GET /_cat/repositories?v

I receive the following response:

id                 type
dcselasticsnapshot   s3

Let me know if there's anything else you need. I look forward to hearing back from you, thanks! And FYI I'm currently still putting new snapshots in this s3 repo, with success in restoring them in other clusters.


(Aaron Mildenstein) #6

You may be stuck there. The issue sounds to me like something changed or did not propagate properly in the S3 bucket that the repository metadata thinks should be there.

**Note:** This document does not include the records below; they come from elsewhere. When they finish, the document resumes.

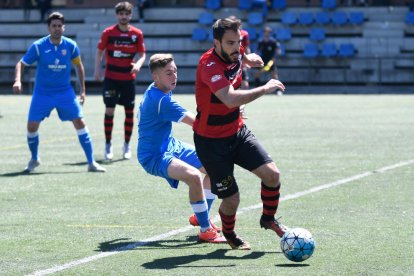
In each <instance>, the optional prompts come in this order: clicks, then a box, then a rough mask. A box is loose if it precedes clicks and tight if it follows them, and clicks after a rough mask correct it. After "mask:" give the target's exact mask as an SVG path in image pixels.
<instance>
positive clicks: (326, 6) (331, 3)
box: [321, 0, 336, 10]
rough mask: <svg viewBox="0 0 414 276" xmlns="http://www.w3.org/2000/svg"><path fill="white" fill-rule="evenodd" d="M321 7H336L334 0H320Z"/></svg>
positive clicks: (329, 7)
mask: <svg viewBox="0 0 414 276" xmlns="http://www.w3.org/2000/svg"><path fill="white" fill-rule="evenodd" d="M321 7H322V8H323V9H327V10H332V9H335V8H336V0H322V1H321Z"/></svg>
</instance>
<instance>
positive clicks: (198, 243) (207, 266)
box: [96, 236, 274, 269]
mask: <svg viewBox="0 0 414 276" xmlns="http://www.w3.org/2000/svg"><path fill="white" fill-rule="evenodd" d="M203 245H204V244H202V243H200V242H198V238H197V237H196V236H193V237H188V238H187V240H186V241H183V240H162V241H148V242H146V241H142V242H141V241H138V242H133V241H129V239H128V238H121V239H116V240H111V241H107V242H103V243H100V244H99V249H97V250H96V251H99V252H108V251H126V250H150V249H156V250H159V249H163V250H165V249H182V248H189V247H192V248H196V247H197V246H203ZM138 247H139V248H138ZM229 251H233V250H232V249H230V248H229V249H217V250H215V251H213V252H210V253H207V254H191V255H185V256H174V257H165V258H159V259H154V260H153V261H151V262H147V263H144V264H142V266H143V267H144V268H146V269H175V268H178V267H180V268H182V267H188V268H192V267H197V268H199V267H233V266H236V265H235V264H228V265H214V264H212V265H209V266H200V265H197V266H193V265H191V263H192V262H197V261H199V260H243V259H258V258H261V257H262V256H264V255H265V254H267V253H272V254H273V253H274V252H258V251H254V252H251V251H245V252H246V255H243V256H226V253H227V252H229ZM212 263H214V262H212Z"/></svg>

I personally know of no way to correct that. If it were me, I'd start with a fresh repository in a different bucket.


(Matthew J Purcell) #7

Oh No- I had a feeling you were going to say that :no_mouth:. Do I need to create the repo in a different bucket in order to fix the problem, or can I just delete what's in the existing bucket manually or via commands to the cluster.


(Aaron Mildenstein) #8

If you delete the contents of the bucket, and also delete the repository from Elasticsearch, you should be able to re-use it by re-creating the repository.


(system) #9

This topic was automatically closed 28 days after the last reply. New replies are no longer allowed.